Google Blogoscoped

Tuesday, May 9, 2006

Design Death Clock

Jon of Pingmap discusses web design trends that may die soon (or are already dead). There’s some good observations there. [Via Dr. Web newsletter.]

Google Related Links Crash

Be aware that Google’s Related Links box may crash the browser under some circumstance. I’ve been working with Rich to locate the cause of the Firefox 1.5 crash he’s been getting for this blog’s front-page (the crash was appearing randomly, about every nth reload). The last thing Rich was seeing before the browser crash was a “relcontent.googlesyndication.com” in the status bar. Only after I removed the Related Links box from a post below, the problem was gone. Possibly, this bug doesn’t happen often (I couldn’t reproduce it at all), and possibly, it was triggered by a combination of FF extensions Rich has installed, but it’s still something to be cautious of.

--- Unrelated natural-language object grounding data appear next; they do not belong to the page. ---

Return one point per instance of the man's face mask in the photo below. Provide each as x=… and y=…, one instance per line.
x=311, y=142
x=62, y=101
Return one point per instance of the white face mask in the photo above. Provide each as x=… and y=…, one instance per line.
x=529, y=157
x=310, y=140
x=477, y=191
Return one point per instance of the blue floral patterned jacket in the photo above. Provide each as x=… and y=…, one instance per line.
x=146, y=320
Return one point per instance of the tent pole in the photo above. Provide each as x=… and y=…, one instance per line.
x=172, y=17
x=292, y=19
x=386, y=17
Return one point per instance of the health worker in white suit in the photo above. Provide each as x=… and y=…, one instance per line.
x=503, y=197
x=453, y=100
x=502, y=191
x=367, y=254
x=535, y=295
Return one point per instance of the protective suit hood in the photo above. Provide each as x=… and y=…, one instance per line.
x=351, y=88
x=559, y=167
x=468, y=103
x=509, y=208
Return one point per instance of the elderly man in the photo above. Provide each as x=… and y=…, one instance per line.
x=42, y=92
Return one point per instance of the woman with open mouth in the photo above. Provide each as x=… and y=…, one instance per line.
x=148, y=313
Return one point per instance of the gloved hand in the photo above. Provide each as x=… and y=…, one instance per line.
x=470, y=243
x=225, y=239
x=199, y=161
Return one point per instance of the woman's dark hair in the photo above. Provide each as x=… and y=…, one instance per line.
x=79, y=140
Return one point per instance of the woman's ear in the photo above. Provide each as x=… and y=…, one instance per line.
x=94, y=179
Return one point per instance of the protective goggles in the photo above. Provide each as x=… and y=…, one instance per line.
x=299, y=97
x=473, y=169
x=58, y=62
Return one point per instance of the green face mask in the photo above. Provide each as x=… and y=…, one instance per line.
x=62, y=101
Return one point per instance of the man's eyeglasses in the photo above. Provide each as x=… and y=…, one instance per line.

Candygate: Google Cutting Down on Snacks

Valleywag shows off a leaked email sent around within Google internal 2,000-member mailing list “misc-mv”... if Valleywag’s source is right, then Google cuts down on free snacks, tried to sell it as a measurement implemented for health reasons, and there’s now quite a bit of unhappiness about it (hmm, I’d be interested to see that same mailing list discuss Google in China). Any anonymous Googlers reading along, please share the truth in the comments! Now, back to the regularly scheduled program...

Digg Down

I think the one site suffering the most from the digg effect... is Digg itself (digg.com is incredibly slow for the last weeks to months... maybe today’s maintenance will improve on the situation?).

Official Google Book Search Blog

Google has a new official blog, this one covering Book Search. I’ve added it to the Google blogs page. [Thanks Or in the forum for finding this.]

German - English Translations Blog

My friend and ex-colleague Werner Nieke, translation expert, has started a blog on the two “befriended" languages English and German. His blog is called Fine Friends, a take on the expression “false friends” (false friends are two words in different language which look similar, but have a different meaning – these words often cause translation errors... for example, the German “Fabrik” means “factory”, but resembles “fabric”).

Using Gmail for Work

Rakesh Agrawal, founder of SnapStream, tells his story of how he tried to switch to Gmail as his primary email client using it for work emails, personal emails, and everything in between. “After going through my fourth or fifth Microsoft Exchange crash and countless Outlook problems (after 3 years!), I decided that I had had enough.”

Google China AdWords Uncensored?

While some sites are self-censored in Google China, it looks like you can still create AdWords campaigns to advertise for them. The Internet Censorship Explorer blog did an experiment creating ads for searches for “human rights china”. While the Human Rights Watch site hrw.org was censored in Google.cn, the ad for it was not. Bug or feature? I think it’s a feature! [Via Jennifer at SEW.]